Irradiation des aliments

L’irradiation des aliments présente les mêmes avantages que lorsque ces derniers sont chauffés, réfrigérés, congelés ou traités avec des produits chimiques, mais cette technique ne modifie pas leur température et n’entraîne pas la production de résidus. Elle permet de lutter contre l’altération des aliments, et les micro-organismes et les insectes ravageurs d’origine alimentaire, sans influencer leur goût ou leur odeur de manière notable.
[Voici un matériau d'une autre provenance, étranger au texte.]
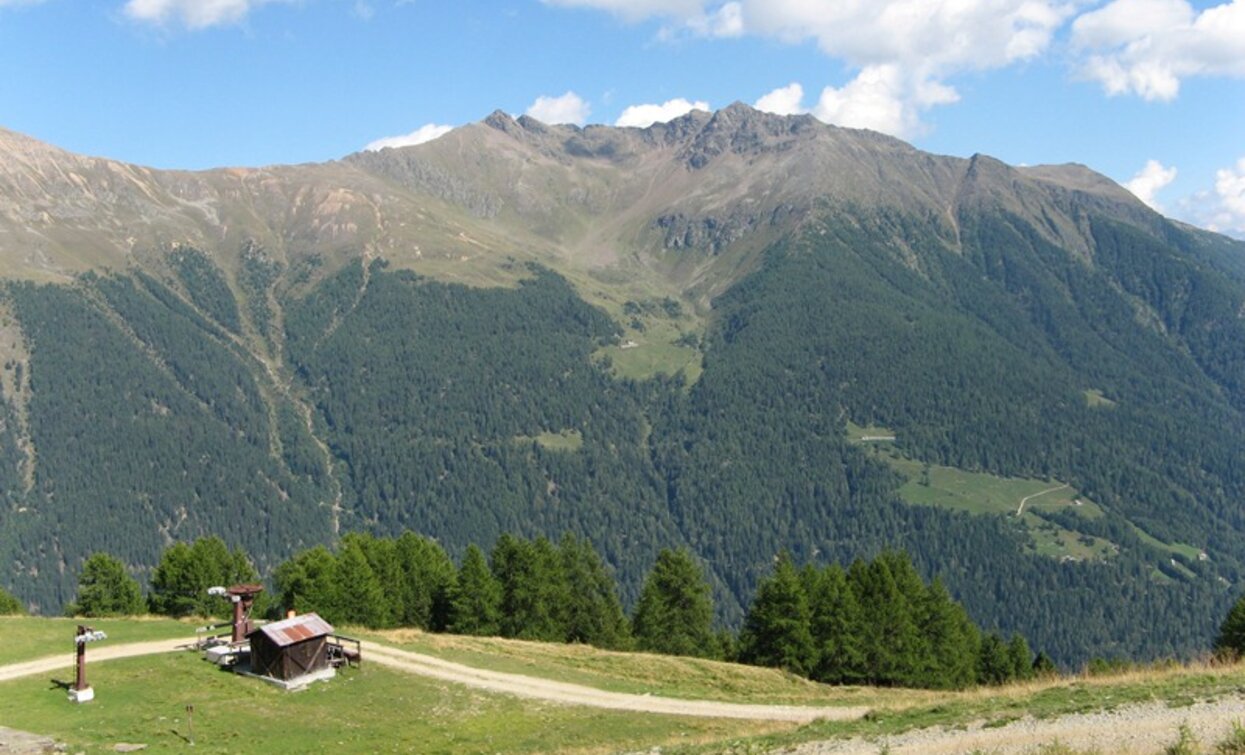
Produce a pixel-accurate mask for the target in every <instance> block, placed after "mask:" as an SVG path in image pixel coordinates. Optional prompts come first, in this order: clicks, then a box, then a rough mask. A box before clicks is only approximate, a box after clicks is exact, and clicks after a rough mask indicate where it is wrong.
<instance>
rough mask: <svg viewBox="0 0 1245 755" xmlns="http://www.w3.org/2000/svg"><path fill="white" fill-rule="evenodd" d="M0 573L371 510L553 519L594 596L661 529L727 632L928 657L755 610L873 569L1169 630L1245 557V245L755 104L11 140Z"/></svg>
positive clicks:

Après de nombreuses années de recherche et l’élaboration de normes nationales et internationales, plus de 60 pays du monde entier disposent d’une réglementation autorisant l’irradiation d’un ou de plusieurs produits alimentaires. L’irradiation détruit des bactéries pathogènes et limite les risques de maladies d’origine alimentaire. Elle ne stérilise pas les aliments - qui doivent quand même être traités ou cuits correctement - mais elle les garde « propres » et les empêche de s’altérer, ce qui permet de les conserver plus longtemps tout en leur garantissant une sécurité sanitaire plus élevée et une meilleure qualité. L’irradiation est en outre une méthode viable de lutte contre les ravageurs, car elle assure la sécurité phytosanitaire des produits frais commercialisés en empêchant les insectes et autres ravageurs de se développer et de se reproduire. De fait, c’est cette capacité à lutter contre les ravageurs, y compris ceux donnant lieu à des mesures de quarantaine, qui a conduit de nombreux pays à adopter les applications des techniques d’irradiation.

En collaboration avec la FAO, l’AIEA cherche à renforcer les capacités nationales des États Membres dans l’application des techniques d’irradiation à des fins de sécurité sanitaire et de qualité des aliments. Les deux organisations collaborent en outre étroitement avec le secrétariat de la Convention internationale pour la protection des végétaux (CIPV) et la Commission du Codex Alimentarius pour harmoniser les normes ayant trait à l’irradiation à l’échelle mondiale.

L’irradiation des aliments pour soutenir le commerce international

L’irradiation est largement reconnue comme méthode de traitement après récolte éprouvée et efficace pour réduire la contamination bactérienne, et pour ralentir l’altération et maintenir la qualité des aliments. Elle empêche la germination et le mûrissement précoces et sert de traitement phytosanitaire pour lutter contre les insectes ravageurs dans les fruits et les légumes. L’irradiation des aliments met en jeu des rayonnements ionisants, qui peuvent être des rayons X, des rayons gamma ou des faisceaux d’électrons à haute énergie.

En 2003, la Commission du Codex Alimentarius, créée en 1963 par la FAO et l’Organisation mondiale de la Santé pour élaborer des normes alimentaires internationales harmonisées, a publié deux documents phares dans le domaine : la Norme générale Codex pour les aliments irradiés et le Code d’usages international recommandé pour le traitement des aliments par irradiation.

En collaboration avec la FAO et le secrétariat de la Convention internationale pour la protection des végétaux (CIPV), l’AIEA a élaboré deux autres documents importants intitulés : Directives pour l’utilisation de l’irradiation comme mesure phytosanitaire et Traitements phytosanitaires contre les organismes nuisibles réglementés. Ce dernier présente 15 traitements par irradiation pour 13 insectes ravageurs spécifiques, un autre pour toutes les mouches des fruits et un autre encore pour trois types de cochenilles. Ces protocoles servent de base aux accords commerciaux et offrent de nouveaux débouchés commerciaux en aidant les producteurs à respecter les prescriptions de plus en plus strictes de quarantaine introduites contre les ravageurs invasifs. Plusieurs variétés de fruits et de légumes irradiés font l’objet d’échanges internationaux sur le continent américain et dans la région Asie et Pacifique.

Des lacunes importantes subsistent cependant, et il est nécessaire de mettre au point des « traitements génériques » ciblant des grandes catégories de ravageurs afin d’offrir de nouvelles options permettant de protéger la production agricole et d’ouvrir la voie à l’intensification des échanges. Il faut également étudier les tendances vers des systèmes plus spécifiques de sécurité sanitaire et de contrôle des aliments, en particulier l’utilisation de techniques d’irradiation basées sur des appareils à rayonnement comme moyen d’assurer efficacement la qualité des produits alimentaires et de réduire au minimum les pertes et le gaspillage sans recourir à des sources de radionucléides, tout en calmant les inquiétudes des consommateurs relatives à l’utilisation de rayonnements ionisants.